Через неделю он вручил мне металлическую ампулу со специальным раствором, в нем хранился шприц и набор сменных иголок, все специально заточенные. Отец потом пользовался этим набором годами, шприц был безотказно стерильным, и иглы легко входили под кожу, не вызывая боли. А в Союзе я никогда такого не видел.

Хорошо, что партийное начальство не пронюхало про тот подарок — они наверняка сочли бы его подкупом.

Поскользнувшийся посол

Третий иностранец, в лечении которого я принимал участие, был дипломат высокого ранга — посол Франции в СССР и дуаен (староста) дипломатического корпуса в Москве мосье Морис Дежан. Во время дипломатического приема он поскользнулся на паркете, упал и получил тяжелый перелом левой плечевой кости, ниже плечевого сустава. Это случилось всего за три недели до поездки Хрущева во Францию — для встречи с президентом Де Голлем. Об этом важном визите писали все советские и иностранные газеты. Как посол, Дежан обязан был присутствовать на всех переговорах. А вместо этого его привезли на операцию к профессору Языкову. Прожив много лет в Москве, Дежан прекрасно говорил по-русски. Хотя его рука болела и болталась, но первой его заботой была та важная поездка.

— Скажите, профессор, смогу я после операции ехать во Францию с мосье Хрущевым?

Языков сказал, что сможет, хотя на самом деле это было сомнительно: операция предстояла большая; как она пройдет, было неясно, и как будет идти выздоровление после операции — тоже неясно. Дежану было семьдесят лет, он был толстый и грузный. А все это — знаки не очень благоприятного предсказания. Даже самый лучший хирург не может давать своему пациенту гарантию, как часовщик дает клиенту: человеческий организм — не часы с шестеренками. А Языков не был очень хорошим хирургом, да и больные пальцы еще плохо его слушались.
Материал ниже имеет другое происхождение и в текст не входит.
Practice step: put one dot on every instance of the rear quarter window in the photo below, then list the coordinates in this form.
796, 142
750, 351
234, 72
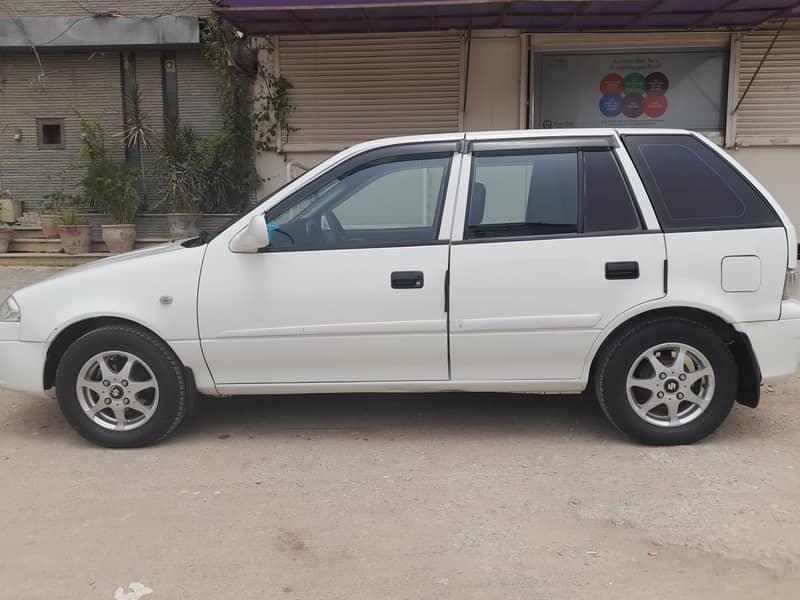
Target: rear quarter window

Отказаться от важного пациента он не хотел, передать его никому не мог — большая ответственность: все-таки ведь это посол Франции. Языков сказал мне:

— Будешь ассистировать — справимся вдвоем, никаких баб нам не нужно.

Перелом был тяжелый, много осколков кости, которые надо собрать и скрепить. Близко к осколкам — сосуды и нервы, их надо обходить, чтобы не повредить. В то время еще не было таких пластинок на винтах, какие применяются теперь. Мы скрепляли отломки титановой проволокой К-40. Шефу было трудно удерживать в руках хирургические инструменты. Пальцы хирурга, как пальцы пианиста, должны двигаться все вместе и при этом быть даже более гибкими с инструментами, чем на клавиатуре. У него это не получалось, он нервничал, говорил мне — что делать, а я за него выполнял. Операция шла три часа, мы сумели соединить отломки, но соединение было непрочным. Поэтому наложили массивную грудо-плечевую гипсовую повязку на долгий срок — до полного сращения — вокруг груди и вокруг оперированной руки, рука находится в отведенном положении; для се поддержки между грудью и рукой вставляется распорка. Языков устал, ничего не мог делать, сидел, свесив кисти больных рук, вздыхал. Мыс гипсовым техником накладывали повязку. Фабричного гипса хорошего качества у нас не было, все гипсовые бинты накатывались вручную, порошка было то много, то мало, а его зерна слишком крупные. Возились мы долго, и повязка получилась очень аляповатая.